Hi Finn,
Can these be handled through the platform_device's resources?
I don't know.
Should be possible - I've seen that used in the ISP116x HCD driver
(arch-dependent post-register access delay function passed via platform
data).
Yes, possible, but is it desirable?
Only long term, i.e. if we can find a way to fold all the separate
*_NCR5380 drivers into a core one.
If there's no third configuration then I see little to be gained from
completely parameterizing the driver using a bunch of resources.
What am I missing? Why would it be desirable to have bits of driver code
in arch/m68k/ and other bits of the same driver kept elsewhere in the
tree (in drivers/)?
Again, only makes sense if the goal is to reduce the driver to a core
driver with implementation bits separate.
(and IRQ_NONE is wrong, you should use 0)
+ if (IS_A_TT()) {
Check for instance->irq instead?
Yes, you'd think so, but a later patch (not in this set) would have to
change it back to IS_A_TT().
Further patches align atari_NCR5380.c with NCR5380.c, such that the
core driver then checks host->irq to find out whether an IRQ is in
use. For Atari ST, request_irq() is not called even though the ST DMA
irq is in use.
That's why the IRQ is set to 0, I guess? Works for me.
My patch tests for IS_A_TT not 0 because 0 has a different meaning
depending on which core driver you use. I don't want to support three
forks of NCR5380.c. One of the objectives of this patch series is to try
to move toward convergence on a common core driver.

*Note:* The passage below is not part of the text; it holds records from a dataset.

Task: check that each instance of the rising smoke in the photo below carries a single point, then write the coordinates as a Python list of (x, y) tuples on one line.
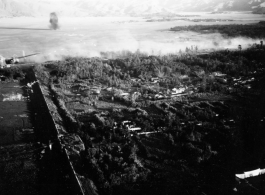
[(54, 21)]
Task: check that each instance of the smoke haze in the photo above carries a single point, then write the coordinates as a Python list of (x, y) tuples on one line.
[(89, 37), (54, 21)]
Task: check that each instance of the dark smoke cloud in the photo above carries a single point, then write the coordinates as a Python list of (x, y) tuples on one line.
[(54, 21)]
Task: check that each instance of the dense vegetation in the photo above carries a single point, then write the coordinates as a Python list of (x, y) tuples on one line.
[(192, 151), (235, 30)]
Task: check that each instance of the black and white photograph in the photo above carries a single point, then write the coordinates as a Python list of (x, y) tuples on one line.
[(132, 97)]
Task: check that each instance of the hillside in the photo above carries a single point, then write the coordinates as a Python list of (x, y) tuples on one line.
[(16, 8)]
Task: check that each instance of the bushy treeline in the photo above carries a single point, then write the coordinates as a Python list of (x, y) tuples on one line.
[(172, 69), (192, 136), (231, 30)]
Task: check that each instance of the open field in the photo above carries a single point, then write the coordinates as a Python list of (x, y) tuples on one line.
[(90, 36), (156, 120)]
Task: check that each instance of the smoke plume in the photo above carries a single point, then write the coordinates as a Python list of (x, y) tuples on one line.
[(54, 21)]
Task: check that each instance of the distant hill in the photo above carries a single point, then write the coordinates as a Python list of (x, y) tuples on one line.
[(35, 8)]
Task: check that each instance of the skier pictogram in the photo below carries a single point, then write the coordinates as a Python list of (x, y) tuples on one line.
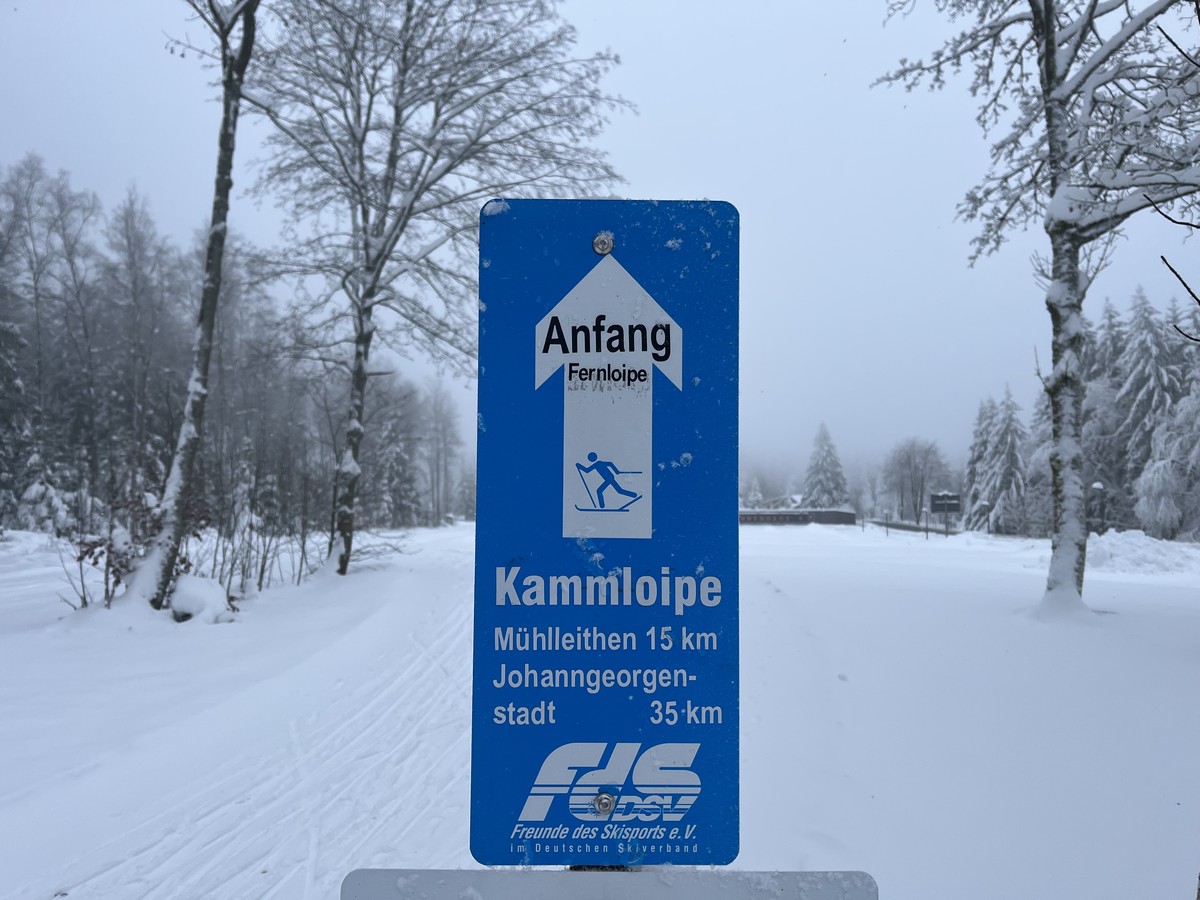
[(607, 472)]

I wasn't talking about the use of IS_A_TT() here, rather about what
host->irq = 0 achieves. Anyway, in the context of atari_scsi.c,
host->irq == 0 is synonymous with !IS_A_TT(). If
host->irq == 0 is problematic with the long term goal of a singe 5380
core driver, we'll just have to pick a value which means 'driver uses
IRQ but you're not to fiddle with it'.
The old code states that setting instance->irq = 0 keeps the midlevel
from tampering with the SCSI IRQ during queuecmd which would interfere
with IDE and floppy.
I don't know what you mean. AFAIK, the SCSI mid layer doesn't care about
instance->irq.
You're right - that's another obsolete comment then. The midlevel uses
spinlocks now for ages, this means we can set instance->irq to the
actual IRQ used.
I guess this is still relevant - I would not have seen the ST-DMA locked
by IDE during SCSI queuecmd otherwise.
Lock-ups were due to disabling local IRQs. Please see,
Absolutely right, but that's not what I meant. I assumed the midlevel
disabled interrupts during queuecommand - it does not, so the point is
moot. If using the actual IRQ for instance->irq helps at all, no
objection to that.
SCSI commands can still be queued while IDE IO is in flight - that is
what the 'ST-DMA locked by IDE' above refers to.